Oui, c'est une date symbolique parce qu'au tout début des émeutes, le président de l'Union calédonienne, qui est l'un des partis majeurs du FLNKS, a annoncé qu'à cette date-là, il annoncerait de manière unilatérale l'indépendance de la Nouvelle-Calédonie et donc la baisse du drapeau français avec une mobilisation importante du camp indépendantiste. C'est une date qui génère beaucoup d'inquiétudes auprès de la population. Tout le monde se prépare à cette date-là. Ces deux décès à Saint-Louis accélèrent sans doute la situation de tension qu'on attendait pour ce week-end, puisque c'est à partir de samedi que le couvre-feu est décalé à 18 heures alors qu'il est aujourd'hui à 22 heures. La crainte, c'est que les tensions commencent un peu plus tôt que prévu. 

 

Qu'attendez-vous du prochain gouvernement ?
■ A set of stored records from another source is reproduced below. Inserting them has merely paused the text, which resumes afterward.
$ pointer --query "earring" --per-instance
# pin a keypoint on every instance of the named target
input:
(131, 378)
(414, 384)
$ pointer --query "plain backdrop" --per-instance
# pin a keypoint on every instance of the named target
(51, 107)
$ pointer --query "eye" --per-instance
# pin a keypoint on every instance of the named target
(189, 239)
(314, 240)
On a une triple difficulté. Une difficulté sécuritaire : il va falloir effectivement maintenir la sécurité partout sur le territoire calédonien. Aujourd'hui, on a beaucoup de forces de l'ordre. On craint que lorsque des forces de l'ordre devront se déplacer, on voit bien ce qui se passe en Martinique, la situation redevienne dangereuse pour les Calédoniens. Un enjeu aussi économique absolument majeur. On est en train d'attaquer une forme d'effondrement. Les entreprises qui n'avaient pas encore licencié, celles qui n'avaient pas été brûlées ou pillées, licencient en masse par centaines. 
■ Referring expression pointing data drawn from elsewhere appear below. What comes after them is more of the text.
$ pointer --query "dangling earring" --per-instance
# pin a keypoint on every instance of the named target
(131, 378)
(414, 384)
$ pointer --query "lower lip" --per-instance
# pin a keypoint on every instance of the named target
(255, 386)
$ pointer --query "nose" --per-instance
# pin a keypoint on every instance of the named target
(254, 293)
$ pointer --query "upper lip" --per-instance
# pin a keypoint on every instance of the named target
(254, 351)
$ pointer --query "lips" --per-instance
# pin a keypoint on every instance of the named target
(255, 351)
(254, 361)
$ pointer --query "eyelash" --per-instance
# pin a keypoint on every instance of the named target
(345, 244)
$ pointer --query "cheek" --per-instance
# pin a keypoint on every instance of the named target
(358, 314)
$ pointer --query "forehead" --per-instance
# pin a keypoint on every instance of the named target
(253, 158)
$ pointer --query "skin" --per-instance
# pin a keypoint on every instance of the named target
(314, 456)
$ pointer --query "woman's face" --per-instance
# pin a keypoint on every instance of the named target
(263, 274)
"On a un chômage de masse qui est aujourd'hui ingérable et des entreprises qui continuent de fermer. Le remboursement par les assurances tarde. On a des sociétés d'assurance qui ne jouent vraiment pas le jeu depuis quatre mois."

Sonia Backès, présidente de la province Sud de Nouvelle-Calédonie

sur franceinfo

Les entreprises ne sont pas remboursées et ne peuvent pas reconstruire. On a un enjeu économique à la fois fondamental et très, très, très urgent comme on ne l'a jamais vu. Une fois que l'économie sera complètement effondrée, ce sera très difficile de reconstruire. Puis un troisième enjeu est politique puisqu'évidemment la Nouvelle-Calédonie ne pourra être stabilisée seulement avec la présence de forces de l'ordre. Ça n'a pas de sens. Quand on aura trouvé une solution politique, l'enjeu pour le nouveau gouvernement, même si le président de la République a répété qu'il souhaitait gérer lui-même ce dossier, c'est de recréer le dialogue, c'est de rétablir des conditions de sécurité et de tranquillité, de paix en Nouvelle-Calédonie.